How to manually convert an integer into an IP address in Ruby

Question

Can anyone assist me in manually converting an integer into an IP address?

I understand the concept, but I am struggling to figure out the process; the number 631271850, has an IP address of '37.160.113.170'.

I know that an IP address is made up of four octets and the solution I have to manually converting an IP address into a number is:

def ip_to_num(ip_address)
  array = ip_address.split('.').map(&:to_i)
  ((array[0] * 2**24) + (array[1] * 2**16) + (array[2] * 2**8) + (array[3]))
end

To do the reverse is puzzling me.
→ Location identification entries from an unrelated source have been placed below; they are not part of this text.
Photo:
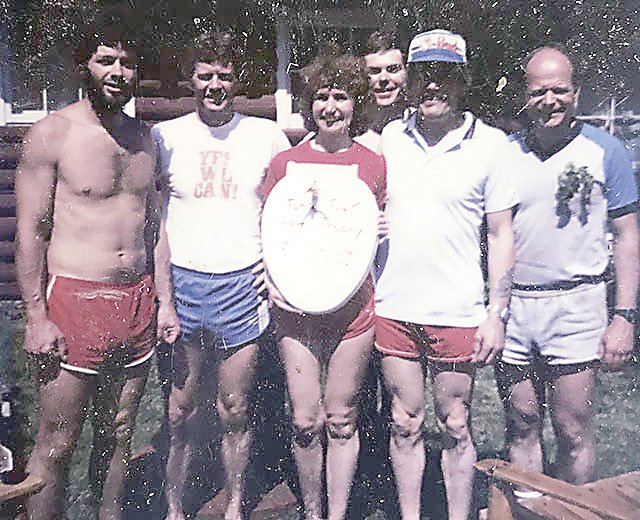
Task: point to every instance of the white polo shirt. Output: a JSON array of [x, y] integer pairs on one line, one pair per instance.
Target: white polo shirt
[[437, 197], [215, 176]]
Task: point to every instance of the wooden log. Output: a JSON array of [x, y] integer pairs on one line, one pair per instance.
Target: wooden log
[[159, 109], [28, 486], [615, 507]]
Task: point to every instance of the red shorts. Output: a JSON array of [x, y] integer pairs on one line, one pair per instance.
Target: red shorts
[[105, 326], [410, 340], [354, 318]]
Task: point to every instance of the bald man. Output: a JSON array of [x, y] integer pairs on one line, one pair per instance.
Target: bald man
[[571, 178]]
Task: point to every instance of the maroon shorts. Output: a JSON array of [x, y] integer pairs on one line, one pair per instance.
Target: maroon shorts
[[105, 326], [410, 340], [354, 318]]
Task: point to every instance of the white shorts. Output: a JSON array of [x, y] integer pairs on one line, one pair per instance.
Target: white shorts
[[563, 327]]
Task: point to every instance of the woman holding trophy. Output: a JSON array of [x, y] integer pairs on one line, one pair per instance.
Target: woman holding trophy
[[320, 229]]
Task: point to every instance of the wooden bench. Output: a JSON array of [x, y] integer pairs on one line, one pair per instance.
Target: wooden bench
[[29, 486], [611, 498]]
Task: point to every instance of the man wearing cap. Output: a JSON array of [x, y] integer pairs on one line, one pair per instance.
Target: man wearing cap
[[430, 296], [571, 178]]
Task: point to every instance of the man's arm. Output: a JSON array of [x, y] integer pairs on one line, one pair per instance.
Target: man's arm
[[489, 339], [617, 342], [168, 324], [35, 189]]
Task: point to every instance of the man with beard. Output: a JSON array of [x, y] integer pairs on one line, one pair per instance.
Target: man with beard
[[212, 163], [570, 178], [88, 211], [430, 295]]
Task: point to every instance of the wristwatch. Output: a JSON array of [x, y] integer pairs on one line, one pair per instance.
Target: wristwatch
[[631, 315], [502, 312]]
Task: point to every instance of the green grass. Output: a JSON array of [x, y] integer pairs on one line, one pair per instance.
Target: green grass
[[616, 409]]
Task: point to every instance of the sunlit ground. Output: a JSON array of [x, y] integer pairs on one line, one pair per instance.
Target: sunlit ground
[[616, 409]]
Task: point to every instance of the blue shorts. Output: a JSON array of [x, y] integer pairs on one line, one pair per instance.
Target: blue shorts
[[219, 310]]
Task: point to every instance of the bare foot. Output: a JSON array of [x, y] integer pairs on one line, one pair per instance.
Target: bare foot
[[175, 515]]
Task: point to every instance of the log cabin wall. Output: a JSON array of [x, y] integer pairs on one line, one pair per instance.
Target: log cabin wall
[[149, 109]]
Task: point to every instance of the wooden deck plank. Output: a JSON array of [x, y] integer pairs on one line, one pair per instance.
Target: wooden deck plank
[[28, 486], [608, 506]]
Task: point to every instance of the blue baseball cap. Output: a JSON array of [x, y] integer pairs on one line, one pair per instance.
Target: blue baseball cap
[[438, 45]]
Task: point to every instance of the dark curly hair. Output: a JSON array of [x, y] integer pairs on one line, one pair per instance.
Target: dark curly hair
[[341, 71], [111, 26], [380, 41]]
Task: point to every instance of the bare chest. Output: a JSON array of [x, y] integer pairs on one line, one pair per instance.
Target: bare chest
[[92, 163]]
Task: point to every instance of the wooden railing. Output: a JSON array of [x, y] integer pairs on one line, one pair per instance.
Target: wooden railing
[[149, 109]]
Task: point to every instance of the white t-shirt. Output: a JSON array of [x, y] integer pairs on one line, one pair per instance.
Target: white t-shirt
[[437, 197], [214, 176], [560, 241]]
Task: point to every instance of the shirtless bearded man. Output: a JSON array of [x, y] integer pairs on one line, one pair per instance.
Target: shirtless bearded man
[[87, 209]]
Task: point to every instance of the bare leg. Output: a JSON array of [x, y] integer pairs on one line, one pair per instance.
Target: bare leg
[[235, 381], [126, 391], [570, 397], [452, 397], [64, 401], [303, 382], [523, 418], [184, 411], [404, 378], [347, 367]]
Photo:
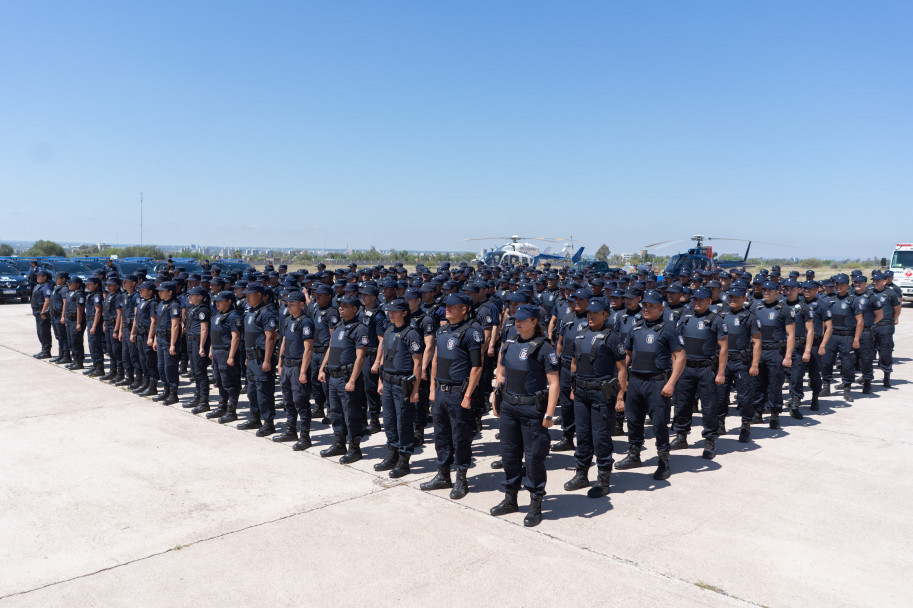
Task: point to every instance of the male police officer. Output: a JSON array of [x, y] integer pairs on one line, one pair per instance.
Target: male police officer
[[261, 323], [456, 369]]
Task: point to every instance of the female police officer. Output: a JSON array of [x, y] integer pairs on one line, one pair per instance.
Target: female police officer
[[528, 378]]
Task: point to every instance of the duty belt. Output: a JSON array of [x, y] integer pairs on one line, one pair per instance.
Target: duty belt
[[339, 372], [520, 399]]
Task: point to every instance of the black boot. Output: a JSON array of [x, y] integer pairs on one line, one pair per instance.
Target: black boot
[[794, 408], [267, 429], [580, 480], [250, 424], [337, 449], [662, 470], [680, 442], [534, 515], [601, 487], [460, 487], [508, 505], [354, 453], [374, 424], [441, 481], [389, 462], [304, 441], [565, 444], [745, 432], [172, 396], [632, 460], [709, 449], [774, 420], [402, 467], [232, 413]]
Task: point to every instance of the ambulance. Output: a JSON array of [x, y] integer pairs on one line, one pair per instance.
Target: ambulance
[[902, 265]]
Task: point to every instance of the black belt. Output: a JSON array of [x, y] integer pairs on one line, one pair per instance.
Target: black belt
[[520, 399], [649, 376], [339, 372], [702, 363]]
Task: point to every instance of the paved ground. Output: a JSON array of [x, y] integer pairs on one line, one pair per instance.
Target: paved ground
[[109, 499]]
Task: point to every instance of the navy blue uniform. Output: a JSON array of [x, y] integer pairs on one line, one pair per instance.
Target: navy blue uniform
[[701, 334], [457, 350], [261, 385], [596, 354], [346, 409], [523, 438], [401, 344], [650, 346]]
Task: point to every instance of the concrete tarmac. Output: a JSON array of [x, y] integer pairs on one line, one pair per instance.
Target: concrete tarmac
[[109, 499]]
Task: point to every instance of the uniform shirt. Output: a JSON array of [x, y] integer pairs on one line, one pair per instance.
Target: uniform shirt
[[455, 345], [258, 321], [701, 334], [526, 364], [597, 352], [651, 346], [741, 327], [400, 344], [888, 299], [347, 337], [221, 327], [164, 313], [294, 332]]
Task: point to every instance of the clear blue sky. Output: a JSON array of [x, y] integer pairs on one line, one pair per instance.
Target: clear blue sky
[[415, 124]]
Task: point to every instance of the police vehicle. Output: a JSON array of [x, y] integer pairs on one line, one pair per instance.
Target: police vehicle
[[12, 284], [902, 266]]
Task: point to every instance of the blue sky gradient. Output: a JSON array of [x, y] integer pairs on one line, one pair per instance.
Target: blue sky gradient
[[415, 124]]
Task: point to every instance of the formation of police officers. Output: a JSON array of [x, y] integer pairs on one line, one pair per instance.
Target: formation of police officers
[[379, 348]]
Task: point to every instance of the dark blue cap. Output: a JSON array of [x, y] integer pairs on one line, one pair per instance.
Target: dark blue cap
[[457, 298], [526, 311], [398, 304], [651, 296]]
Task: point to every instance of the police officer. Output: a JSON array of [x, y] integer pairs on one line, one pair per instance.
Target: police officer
[[401, 359], [373, 318], [456, 369], [341, 369], [164, 335], [41, 305], [707, 353], [846, 315], [225, 328], [891, 304], [778, 335], [74, 313], [527, 380], [872, 312], [325, 317], [58, 323], [197, 322], [94, 301], [142, 322], [655, 359], [744, 354], [297, 340], [261, 324], [598, 370]]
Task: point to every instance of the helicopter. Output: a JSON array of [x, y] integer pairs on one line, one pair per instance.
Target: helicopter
[[516, 252], [700, 257]]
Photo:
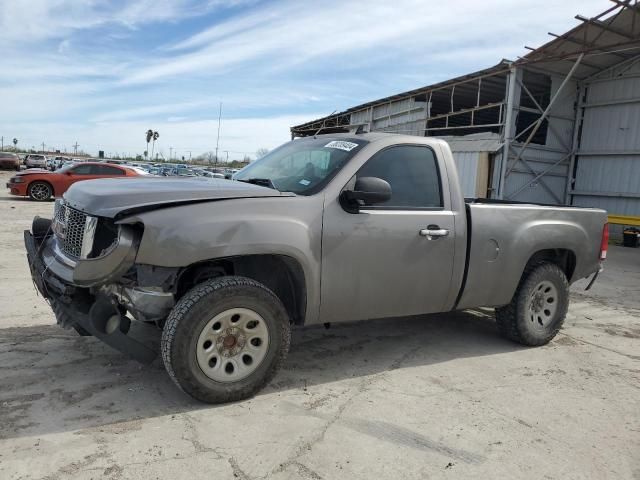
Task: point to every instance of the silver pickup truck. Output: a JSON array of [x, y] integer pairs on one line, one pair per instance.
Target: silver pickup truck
[[332, 228]]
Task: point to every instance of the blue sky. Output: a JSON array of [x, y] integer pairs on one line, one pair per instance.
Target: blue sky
[[103, 72]]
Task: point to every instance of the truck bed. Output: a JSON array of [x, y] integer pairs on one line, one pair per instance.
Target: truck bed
[[503, 236]]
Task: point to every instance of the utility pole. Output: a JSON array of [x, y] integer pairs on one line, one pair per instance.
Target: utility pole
[[218, 138]]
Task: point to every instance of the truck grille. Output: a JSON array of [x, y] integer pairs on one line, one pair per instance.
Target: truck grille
[[69, 225]]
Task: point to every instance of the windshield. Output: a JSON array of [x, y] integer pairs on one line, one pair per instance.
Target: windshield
[[302, 166]]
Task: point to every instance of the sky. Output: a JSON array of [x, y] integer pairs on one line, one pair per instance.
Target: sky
[[101, 73]]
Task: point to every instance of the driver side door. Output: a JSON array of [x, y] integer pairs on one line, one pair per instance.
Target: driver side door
[[378, 262]]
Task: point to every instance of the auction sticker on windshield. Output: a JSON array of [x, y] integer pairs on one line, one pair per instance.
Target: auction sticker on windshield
[[346, 146]]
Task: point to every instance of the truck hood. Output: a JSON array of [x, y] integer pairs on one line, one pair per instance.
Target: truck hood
[[110, 197]]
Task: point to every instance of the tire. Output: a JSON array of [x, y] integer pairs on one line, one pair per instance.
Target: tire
[[538, 308], [40, 191], [207, 355], [81, 331]]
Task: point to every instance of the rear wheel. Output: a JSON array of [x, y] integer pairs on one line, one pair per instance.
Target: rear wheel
[[225, 339], [40, 191], [538, 308]]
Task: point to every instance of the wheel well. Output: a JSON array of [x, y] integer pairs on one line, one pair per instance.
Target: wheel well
[[283, 275], [562, 257], [53, 191]]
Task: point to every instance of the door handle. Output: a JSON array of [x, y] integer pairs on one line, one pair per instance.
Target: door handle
[[433, 232]]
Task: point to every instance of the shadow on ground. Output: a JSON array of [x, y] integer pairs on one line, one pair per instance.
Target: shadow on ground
[[54, 381]]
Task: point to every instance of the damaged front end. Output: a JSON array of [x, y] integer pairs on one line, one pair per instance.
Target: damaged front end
[[85, 267]]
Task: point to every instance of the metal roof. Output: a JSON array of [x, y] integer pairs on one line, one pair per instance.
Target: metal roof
[[475, 142], [501, 67], [606, 40]]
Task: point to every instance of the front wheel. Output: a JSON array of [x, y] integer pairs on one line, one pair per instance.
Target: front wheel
[[225, 339], [40, 191], [538, 308]]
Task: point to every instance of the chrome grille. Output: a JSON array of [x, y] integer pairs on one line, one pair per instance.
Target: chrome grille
[[69, 228]]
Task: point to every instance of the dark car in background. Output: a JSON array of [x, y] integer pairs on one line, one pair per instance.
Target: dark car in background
[[9, 161]]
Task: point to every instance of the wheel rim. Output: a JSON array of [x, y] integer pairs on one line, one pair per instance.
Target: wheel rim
[[542, 304], [40, 191], [232, 345]]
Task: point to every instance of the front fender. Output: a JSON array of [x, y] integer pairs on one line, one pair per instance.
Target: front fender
[[183, 235]]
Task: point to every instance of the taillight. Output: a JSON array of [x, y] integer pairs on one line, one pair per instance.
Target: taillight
[[604, 244]]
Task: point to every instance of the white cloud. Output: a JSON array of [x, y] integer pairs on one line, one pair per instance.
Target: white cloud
[[277, 61], [238, 136], [289, 33]]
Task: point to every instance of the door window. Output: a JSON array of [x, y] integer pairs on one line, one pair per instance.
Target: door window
[[412, 172], [107, 170]]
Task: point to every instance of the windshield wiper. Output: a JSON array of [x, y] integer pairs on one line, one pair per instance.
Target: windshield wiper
[[263, 182]]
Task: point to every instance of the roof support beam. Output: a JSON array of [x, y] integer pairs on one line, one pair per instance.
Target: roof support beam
[[544, 115], [579, 42], [605, 26]]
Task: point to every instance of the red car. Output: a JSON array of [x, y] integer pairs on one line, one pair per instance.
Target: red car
[[41, 185]]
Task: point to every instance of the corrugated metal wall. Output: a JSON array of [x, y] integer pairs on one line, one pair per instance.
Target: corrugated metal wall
[[607, 172], [402, 116], [467, 163]]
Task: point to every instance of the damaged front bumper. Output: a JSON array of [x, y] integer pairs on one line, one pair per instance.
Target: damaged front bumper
[[87, 293]]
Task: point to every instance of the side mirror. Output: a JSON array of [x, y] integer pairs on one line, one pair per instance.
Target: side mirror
[[367, 191]]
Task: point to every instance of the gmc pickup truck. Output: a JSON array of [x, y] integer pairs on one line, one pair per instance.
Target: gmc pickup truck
[[331, 228]]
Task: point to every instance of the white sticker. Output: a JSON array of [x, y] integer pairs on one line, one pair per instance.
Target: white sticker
[[346, 146]]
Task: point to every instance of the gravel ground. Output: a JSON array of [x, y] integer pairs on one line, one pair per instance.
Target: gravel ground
[[434, 397]]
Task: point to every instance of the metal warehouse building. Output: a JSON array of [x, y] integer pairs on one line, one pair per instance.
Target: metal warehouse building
[[560, 125]]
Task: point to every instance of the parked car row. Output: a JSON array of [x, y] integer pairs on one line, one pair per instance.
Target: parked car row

How do I convert it back?

Answer 1

The IPAddr class already handles that

IPAddr.new(631271850, Socket::AF_INET).to_s
# "37.160.113.170"
IPAddr.new("37.160.113.170").to_i
# 631271850

Answer 2

An IP is just a 32-bit integer representing a 4-byte array:

[631271850].pack('N').unpack('CCCC').join('.')
=> "37.160.113.170"

Just for fun, another way to convert IP to int:

"37.160.113.170".split(".").map(&:to_i).pack('CCCC').unpack('N')[0]
=> 631271850

Answer 3

Converting an IPv4 address to a number is deceptively complex. The reference function is inet_aton which does all the conversions correctly. You can also do this in Ruby to explore the different formats:

require 'socket'

addrs = %w[
  1.2.3.4
  1.2.3
  1.2
  1
]

addrs.each do |addr|
  puts '%12s -> %08x' % [
    addr,
    Socket.sockaddr_in(0, addr)[4,4].unpack('L>')[0]
  ]
end

This yields the following output:

 1.2.3.4 -> 01020304
   1.2.3 -> 01020003
     1.2 -> 01000002
       1 -> 00000001

The case of 1.2.3 and 1.2 is perhaps surprising. The last value is presumed to be a 16-bit value and 24-bit value respectively. These are all valid IPv4 addresses, though.

If you're writing your own, be sure to handle those strange edge-cases.